7 Surprising Facts About Charter Schools
Charter schools made their first appearance in St. Paul, Minnesota, in 1992, and just five years later, Nevada passed its charter school legislation as part of the State Educational Reform Act of 1997. Since that time, the charter school movement has exploded nationally and is gaining traction statewide, with the state’s 46 charter schools reporting a student enrollment of more than 46,000 students. That means nearly 10% of Nevada’s 475,000+ students are enrolled in charter schools, and many Nevadans would be surprised to know how these schools really operate. Here are seven surprising facts you may not know.
1. Are separate from the school district. Although a charter school may be located within the boundaries of a local school district, it is a separate entity. Some districts may actually authorize (or sponsor) charter schools in their area, but these schools are still independent and have the ability to create their own policies and procedures.

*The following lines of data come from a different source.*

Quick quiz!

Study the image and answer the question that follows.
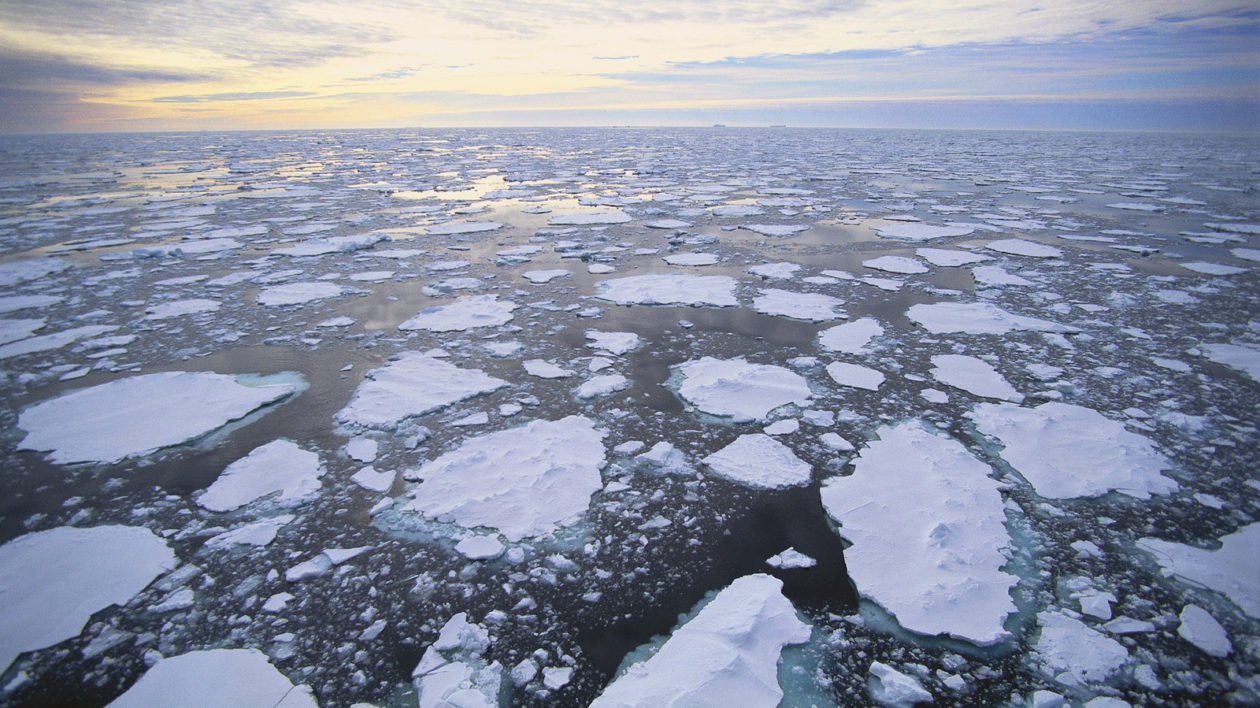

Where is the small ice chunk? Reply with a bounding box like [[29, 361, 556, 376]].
[[18, 372, 295, 465], [818, 317, 883, 354], [591, 573, 810, 708], [703, 433, 813, 489], [827, 362, 883, 391], [931, 354, 1023, 403], [1177, 605, 1234, 658], [110, 649, 319, 708], [197, 440, 324, 511], [398, 295, 517, 331]]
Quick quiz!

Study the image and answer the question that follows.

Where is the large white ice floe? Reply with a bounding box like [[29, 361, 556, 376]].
[[197, 440, 324, 511], [18, 372, 296, 464], [1138, 523, 1260, 619], [818, 317, 883, 354], [931, 354, 1023, 403], [906, 302, 1076, 334], [402, 416, 607, 542], [1033, 611, 1129, 687], [595, 273, 740, 307], [336, 351, 508, 428], [1200, 343, 1260, 382], [820, 422, 1017, 645], [258, 282, 344, 307], [678, 357, 810, 422], [874, 222, 975, 241], [398, 295, 517, 331], [752, 287, 848, 323], [968, 402, 1177, 499], [0, 525, 178, 673], [591, 573, 810, 708], [110, 649, 319, 708], [703, 432, 811, 489]]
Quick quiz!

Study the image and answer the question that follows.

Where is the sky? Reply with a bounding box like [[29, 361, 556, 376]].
[[0, 0, 1260, 134]]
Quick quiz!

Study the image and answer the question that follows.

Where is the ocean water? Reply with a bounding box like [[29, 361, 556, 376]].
[[0, 128, 1260, 705]]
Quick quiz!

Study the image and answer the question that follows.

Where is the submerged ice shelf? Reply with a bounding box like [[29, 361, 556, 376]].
[[0, 128, 1260, 707]]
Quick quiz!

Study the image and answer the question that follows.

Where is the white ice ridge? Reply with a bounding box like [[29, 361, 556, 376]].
[[968, 402, 1177, 499], [110, 649, 319, 708], [0, 527, 178, 673], [931, 354, 1023, 403], [1138, 523, 1260, 617], [398, 295, 517, 331], [818, 317, 883, 354], [18, 372, 295, 464], [403, 416, 607, 543], [1200, 343, 1260, 382], [336, 351, 508, 428], [595, 273, 740, 307], [197, 440, 324, 511], [678, 357, 810, 423], [820, 422, 1017, 646], [591, 573, 810, 708], [906, 302, 1077, 334], [752, 287, 848, 323], [703, 432, 811, 489]]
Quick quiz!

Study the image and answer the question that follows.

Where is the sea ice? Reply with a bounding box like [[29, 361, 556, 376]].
[[827, 362, 883, 391], [197, 440, 324, 511], [818, 317, 883, 354], [702, 432, 811, 489], [595, 273, 740, 307], [1138, 523, 1260, 617], [678, 357, 810, 422], [0, 525, 178, 673], [18, 372, 295, 465], [110, 649, 319, 708], [931, 354, 1023, 403], [591, 573, 810, 708], [403, 416, 607, 543], [258, 282, 344, 307], [752, 287, 848, 323], [398, 295, 517, 331], [966, 402, 1177, 499], [336, 351, 508, 428], [906, 302, 1076, 334], [820, 422, 1017, 645]]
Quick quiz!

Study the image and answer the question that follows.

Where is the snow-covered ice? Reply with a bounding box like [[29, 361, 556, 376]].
[[822, 422, 1017, 645]]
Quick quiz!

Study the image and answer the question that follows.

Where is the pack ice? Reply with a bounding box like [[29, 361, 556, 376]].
[[18, 372, 296, 464], [0, 525, 178, 671], [822, 421, 1017, 645], [591, 573, 810, 708]]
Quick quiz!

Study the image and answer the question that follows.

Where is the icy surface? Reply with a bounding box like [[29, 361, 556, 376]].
[[0, 525, 176, 671], [336, 351, 508, 428], [822, 422, 1017, 645], [18, 372, 295, 464], [403, 416, 607, 542], [591, 573, 810, 708], [1138, 523, 1260, 617], [197, 440, 324, 511], [703, 433, 810, 489], [595, 273, 740, 307], [678, 357, 810, 422], [968, 402, 1178, 499], [110, 649, 319, 708]]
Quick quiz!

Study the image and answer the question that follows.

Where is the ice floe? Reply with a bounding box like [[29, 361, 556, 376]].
[[591, 573, 810, 708], [968, 401, 1178, 499], [402, 416, 607, 542], [678, 357, 810, 422], [18, 372, 296, 464], [822, 422, 1017, 645], [336, 351, 508, 428], [0, 525, 176, 671]]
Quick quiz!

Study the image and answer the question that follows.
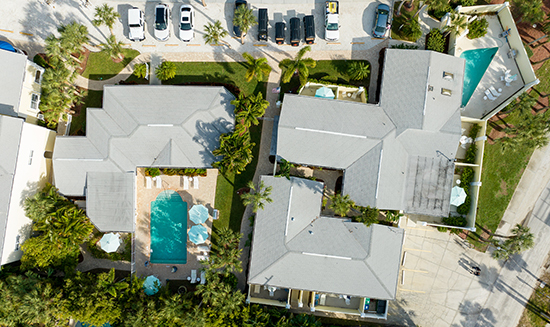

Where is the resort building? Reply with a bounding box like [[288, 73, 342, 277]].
[[53, 85, 238, 232], [277, 49, 464, 223], [247, 176, 404, 319], [0, 115, 55, 265], [0, 41, 44, 122]]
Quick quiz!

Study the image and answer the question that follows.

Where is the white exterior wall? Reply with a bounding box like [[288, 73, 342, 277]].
[[19, 60, 44, 118], [0, 123, 55, 265]]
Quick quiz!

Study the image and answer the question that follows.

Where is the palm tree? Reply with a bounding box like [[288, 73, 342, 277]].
[[212, 133, 256, 174], [445, 13, 468, 36], [279, 45, 317, 85], [348, 61, 370, 81], [241, 181, 273, 212], [101, 35, 124, 60], [329, 193, 355, 217], [92, 3, 120, 35], [233, 6, 258, 44], [133, 64, 147, 78], [203, 20, 231, 49], [241, 52, 272, 82], [155, 61, 177, 81]]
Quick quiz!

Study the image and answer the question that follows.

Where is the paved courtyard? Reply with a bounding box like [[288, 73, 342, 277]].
[[134, 168, 218, 283]]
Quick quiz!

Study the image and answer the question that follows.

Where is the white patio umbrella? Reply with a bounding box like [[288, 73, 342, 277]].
[[315, 86, 334, 99], [143, 275, 160, 295], [99, 233, 120, 253], [189, 204, 208, 224], [189, 225, 208, 244], [451, 186, 466, 207]]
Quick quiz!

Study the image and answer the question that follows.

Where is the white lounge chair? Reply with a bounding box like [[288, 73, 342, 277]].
[[183, 176, 189, 190], [485, 89, 497, 101], [489, 86, 502, 98], [155, 176, 162, 188]]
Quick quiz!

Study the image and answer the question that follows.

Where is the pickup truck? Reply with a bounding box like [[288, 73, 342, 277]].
[[325, 0, 340, 41]]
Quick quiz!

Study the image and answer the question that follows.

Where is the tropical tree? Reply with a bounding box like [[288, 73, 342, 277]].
[[203, 20, 231, 49], [92, 3, 120, 35], [133, 64, 147, 78], [101, 35, 124, 60], [348, 61, 370, 81], [233, 6, 258, 44], [212, 132, 256, 174], [445, 13, 468, 35], [241, 52, 272, 82], [241, 181, 273, 212], [329, 193, 355, 217], [155, 61, 177, 81], [279, 45, 317, 85], [513, 0, 545, 24]]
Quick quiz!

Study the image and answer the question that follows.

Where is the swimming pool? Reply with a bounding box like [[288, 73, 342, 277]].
[[460, 47, 498, 106], [150, 190, 187, 264]]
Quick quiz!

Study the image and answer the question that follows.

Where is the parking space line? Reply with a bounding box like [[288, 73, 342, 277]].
[[403, 268, 428, 274], [398, 288, 426, 293], [403, 248, 432, 253]]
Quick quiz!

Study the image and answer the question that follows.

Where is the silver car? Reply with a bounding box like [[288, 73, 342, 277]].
[[155, 3, 170, 41]]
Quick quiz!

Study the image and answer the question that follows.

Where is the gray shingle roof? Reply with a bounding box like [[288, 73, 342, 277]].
[[277, 49, 464, 216], [248, 176, 404, 300], [0, 50, 27, 117], [0, 115, 23, 261]]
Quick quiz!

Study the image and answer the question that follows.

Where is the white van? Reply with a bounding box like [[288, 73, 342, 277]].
[[128, 8, 145, 41]]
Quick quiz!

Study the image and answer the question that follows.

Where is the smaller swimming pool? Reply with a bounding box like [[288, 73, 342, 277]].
[[460, 47, 498, 106], [150, 190, 187, 264]]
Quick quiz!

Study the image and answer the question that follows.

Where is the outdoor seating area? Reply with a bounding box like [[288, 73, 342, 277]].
[[299, 82, 367, 103], [134, 168, 218, 284]]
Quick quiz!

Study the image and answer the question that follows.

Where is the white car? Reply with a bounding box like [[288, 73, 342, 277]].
[[155, 3, 170, 41], [180, 5, 195, 42], [128, 8, 145, 41]]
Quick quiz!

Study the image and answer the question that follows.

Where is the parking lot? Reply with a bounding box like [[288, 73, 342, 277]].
[[0, 0, 391, 52]]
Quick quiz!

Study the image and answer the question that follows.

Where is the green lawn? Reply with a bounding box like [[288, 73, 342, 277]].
[[214, 120, 263, 232], [163, 62, 267, 97], [281, 59, 370, 97], [82, 49, 143, 80], [70, 90, 103, 135]]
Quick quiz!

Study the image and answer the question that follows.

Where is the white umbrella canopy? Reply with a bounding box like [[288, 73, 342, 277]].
[[99, 233, 120, 253], [451, 186, 466, 207]]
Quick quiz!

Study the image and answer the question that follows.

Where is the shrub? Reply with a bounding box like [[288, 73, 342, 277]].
[[401, 19, 422, 41], [145, 168, 160, 177], [467, 18, 489, 40], [443, 216, 468, 227], [155, 61, 176, 81], [426, 28, 445, 53]]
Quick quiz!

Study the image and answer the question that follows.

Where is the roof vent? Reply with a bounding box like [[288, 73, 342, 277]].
[[441, 88, 452, 97], [443, 72, 454, 81]]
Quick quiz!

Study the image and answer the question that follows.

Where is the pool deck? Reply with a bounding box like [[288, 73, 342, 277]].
[[455, 15, 524, 118], [135, 168, 218, 285]]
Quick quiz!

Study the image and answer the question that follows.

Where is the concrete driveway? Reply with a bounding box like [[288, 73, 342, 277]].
[[0, 0, 391, 56]]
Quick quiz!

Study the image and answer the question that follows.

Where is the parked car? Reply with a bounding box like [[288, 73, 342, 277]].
[[258, 8, 268, 41], [180, 5, 195, 42], [155, 3, 170, 41], [290, 17, 302, 47], [275, 22, 286, 44], [233, 0, 248, 37], [372, 4, 390, 38], [128, 8, 145, 41], [304, 15, 315, 44]]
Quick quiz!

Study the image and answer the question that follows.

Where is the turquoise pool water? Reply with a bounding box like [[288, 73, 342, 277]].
[[460, 47, 498, 106], [149, 190, 187, 264]]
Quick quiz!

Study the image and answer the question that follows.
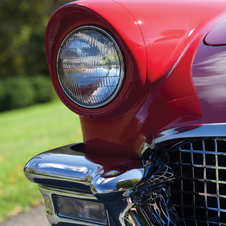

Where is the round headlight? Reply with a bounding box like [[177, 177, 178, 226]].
[[57, 26, 124, 108]]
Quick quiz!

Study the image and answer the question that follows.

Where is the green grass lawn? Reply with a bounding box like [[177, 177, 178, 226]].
[[0, 101, 82, 222]]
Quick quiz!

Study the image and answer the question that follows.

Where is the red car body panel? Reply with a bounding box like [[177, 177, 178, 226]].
[[46, 0, 226, 158]]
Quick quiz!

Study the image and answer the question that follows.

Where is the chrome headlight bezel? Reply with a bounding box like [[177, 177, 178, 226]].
[[56, 25, 125, 109]]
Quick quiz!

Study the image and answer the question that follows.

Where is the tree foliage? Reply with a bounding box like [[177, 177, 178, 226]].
[[0, 0, 68, 77]]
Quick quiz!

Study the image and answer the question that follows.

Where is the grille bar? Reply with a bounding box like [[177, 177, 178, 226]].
[[167, 139, 226, 226]]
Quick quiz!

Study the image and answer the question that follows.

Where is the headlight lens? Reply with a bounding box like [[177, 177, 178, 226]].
[[57, 26, 124, 108]]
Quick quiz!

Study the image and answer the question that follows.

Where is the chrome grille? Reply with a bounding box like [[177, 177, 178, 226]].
[[167, 139, 226, 226]]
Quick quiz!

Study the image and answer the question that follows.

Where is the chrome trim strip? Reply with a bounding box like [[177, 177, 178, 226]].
[[141, 123, 226, 154], [24, 144, 102, 193]]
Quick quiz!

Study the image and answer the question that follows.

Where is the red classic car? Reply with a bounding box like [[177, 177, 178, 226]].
[[25, 0, 226, 226]]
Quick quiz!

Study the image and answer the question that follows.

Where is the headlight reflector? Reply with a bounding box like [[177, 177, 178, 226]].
[[57, 26, 124, 108]]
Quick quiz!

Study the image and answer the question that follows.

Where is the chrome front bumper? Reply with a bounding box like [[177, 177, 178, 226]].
[[24, 143, 144, 225], [25, 124, 226, 226]]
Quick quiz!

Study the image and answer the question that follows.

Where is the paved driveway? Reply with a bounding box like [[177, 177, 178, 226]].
[[0, 205, 50, 226]]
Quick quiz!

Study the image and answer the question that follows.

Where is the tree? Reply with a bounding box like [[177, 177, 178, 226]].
[[0, 0, 67, 77]]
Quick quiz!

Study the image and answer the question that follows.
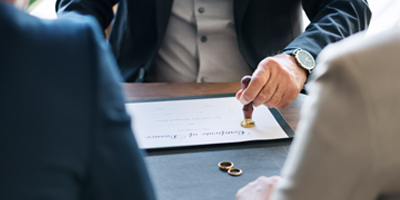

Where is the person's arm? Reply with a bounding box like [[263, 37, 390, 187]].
[[83, 17, 155, 200], [238, 38, 379, 200], [237, 0, 371, 109], [56, 0, 119, 30]]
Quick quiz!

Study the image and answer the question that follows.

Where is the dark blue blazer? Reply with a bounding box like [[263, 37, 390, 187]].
[[0, 3, 155, 200], [56, 0, 371, 82]]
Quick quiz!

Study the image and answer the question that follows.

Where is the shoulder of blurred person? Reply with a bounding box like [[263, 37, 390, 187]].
[[0, 2, 155, 199], [271, 29, 400, 200]]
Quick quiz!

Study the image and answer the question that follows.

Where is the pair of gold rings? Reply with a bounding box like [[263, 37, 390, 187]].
[[218, 161, 242, 176]]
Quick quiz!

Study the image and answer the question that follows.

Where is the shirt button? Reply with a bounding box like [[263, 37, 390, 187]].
[[198, 7, 204, 13]]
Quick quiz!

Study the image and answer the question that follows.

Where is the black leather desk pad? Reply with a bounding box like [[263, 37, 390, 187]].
[[129, 94, 294, 200], [146, 139, 291, 200]]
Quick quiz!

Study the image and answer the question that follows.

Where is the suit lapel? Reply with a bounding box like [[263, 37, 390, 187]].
[[233, 0, 250, 34], [155, 0, 173, 41]]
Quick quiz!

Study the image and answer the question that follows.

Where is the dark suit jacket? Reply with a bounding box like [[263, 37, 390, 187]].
[[56, 0, 371, 82], [0, 3, 154, 200]]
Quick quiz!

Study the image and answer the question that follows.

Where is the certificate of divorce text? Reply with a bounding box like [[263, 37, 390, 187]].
[[126, 97, 289, 149]]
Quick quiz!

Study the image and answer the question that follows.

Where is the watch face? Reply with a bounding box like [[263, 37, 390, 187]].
[[296, 50, 315, 70]]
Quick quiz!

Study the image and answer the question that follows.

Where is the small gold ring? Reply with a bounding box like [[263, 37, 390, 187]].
[[218, 161, 233, 171], [228, 168, 242, 176]]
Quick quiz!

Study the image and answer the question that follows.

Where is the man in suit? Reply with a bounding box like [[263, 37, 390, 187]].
[[56, 0, 371, 109], [237, 29, 400, 200], [0, 0, 155, 200]]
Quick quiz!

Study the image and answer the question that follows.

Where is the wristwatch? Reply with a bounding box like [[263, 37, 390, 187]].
[[292, 49, 315, 74]]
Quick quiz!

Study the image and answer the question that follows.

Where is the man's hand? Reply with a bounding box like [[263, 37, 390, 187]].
[[236, 176, 282, 200], [236, 54, 307, 109]]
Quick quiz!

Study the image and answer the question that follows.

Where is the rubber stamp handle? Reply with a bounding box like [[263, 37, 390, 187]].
[[241, 75, 254, 119]]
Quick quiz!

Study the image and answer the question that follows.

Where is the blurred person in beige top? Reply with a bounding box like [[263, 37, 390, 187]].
[[56, 0, 371, 109], [237, 29, 400, 200]]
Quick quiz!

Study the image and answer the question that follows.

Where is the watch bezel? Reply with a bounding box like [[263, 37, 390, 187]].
[[293, 49, 315, 73]]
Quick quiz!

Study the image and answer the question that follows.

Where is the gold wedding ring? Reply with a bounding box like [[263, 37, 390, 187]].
[[240, 118, 256, 128], [218, 161, 233, 171], [228, 168, 242, 176]]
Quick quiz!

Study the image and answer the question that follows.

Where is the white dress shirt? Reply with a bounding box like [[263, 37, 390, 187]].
[[145, 0, 252, 82]]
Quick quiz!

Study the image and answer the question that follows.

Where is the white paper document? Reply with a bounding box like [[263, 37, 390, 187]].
[[126, 97, 289, 149]]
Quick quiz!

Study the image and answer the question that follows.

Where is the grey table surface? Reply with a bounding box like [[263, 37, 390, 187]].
[[146, 139, 291, 200]]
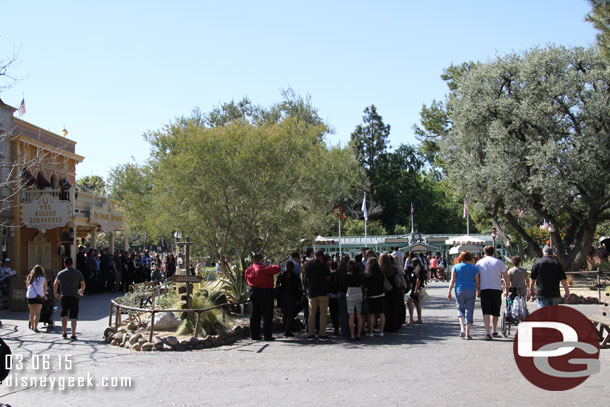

2. Are free to attend. Public charter schools are by definition tuition-free schools — just like public schools. The difference between the two is that rather than accepting all students, public charter schools often have a waitlist that involves a lottery for new student enrollment.
3. Offer specific educational models. Public charter schools offer a variety of educational models, with focuses that range from leadership skills to college readiness to career and technical education. This allows these schools to explore what works best and stay focused on providing that model to the community.
4. Have a governing body. A public charter school has its own board of trustees that make up the school’s governing body, which is responsible for important decisions made about the school.
5. Have specific sponsorship terms. The term of sponsorship in a charter school contract varies from state to state; in Nevada, the term is six years. After six years, the school must submit for renewal and show progress toward meeting financial, operational, and academic benchmarks.
6. Can be closed for poor performance. It’s true — public charter schools that are not meeting their benchmarks can be shut down. This means that charter schools are held accountable for their performance and, as a result, take it very seriously.
7. Are solely responsible for facility costs. Public charter schools do not receive facility funding in Nevada. This means that they spend about 10% of their state funds (on average) to cover the cost of leasing or paying a mortgage on a facility.
The public must embrace learning more about charter schools, including how they operate and what is offered in their community. The freedom and flexibility afforded to charter schools must be protected, and at the same time, we must continue to hold these schools highly accountable for delivering increased student achievement.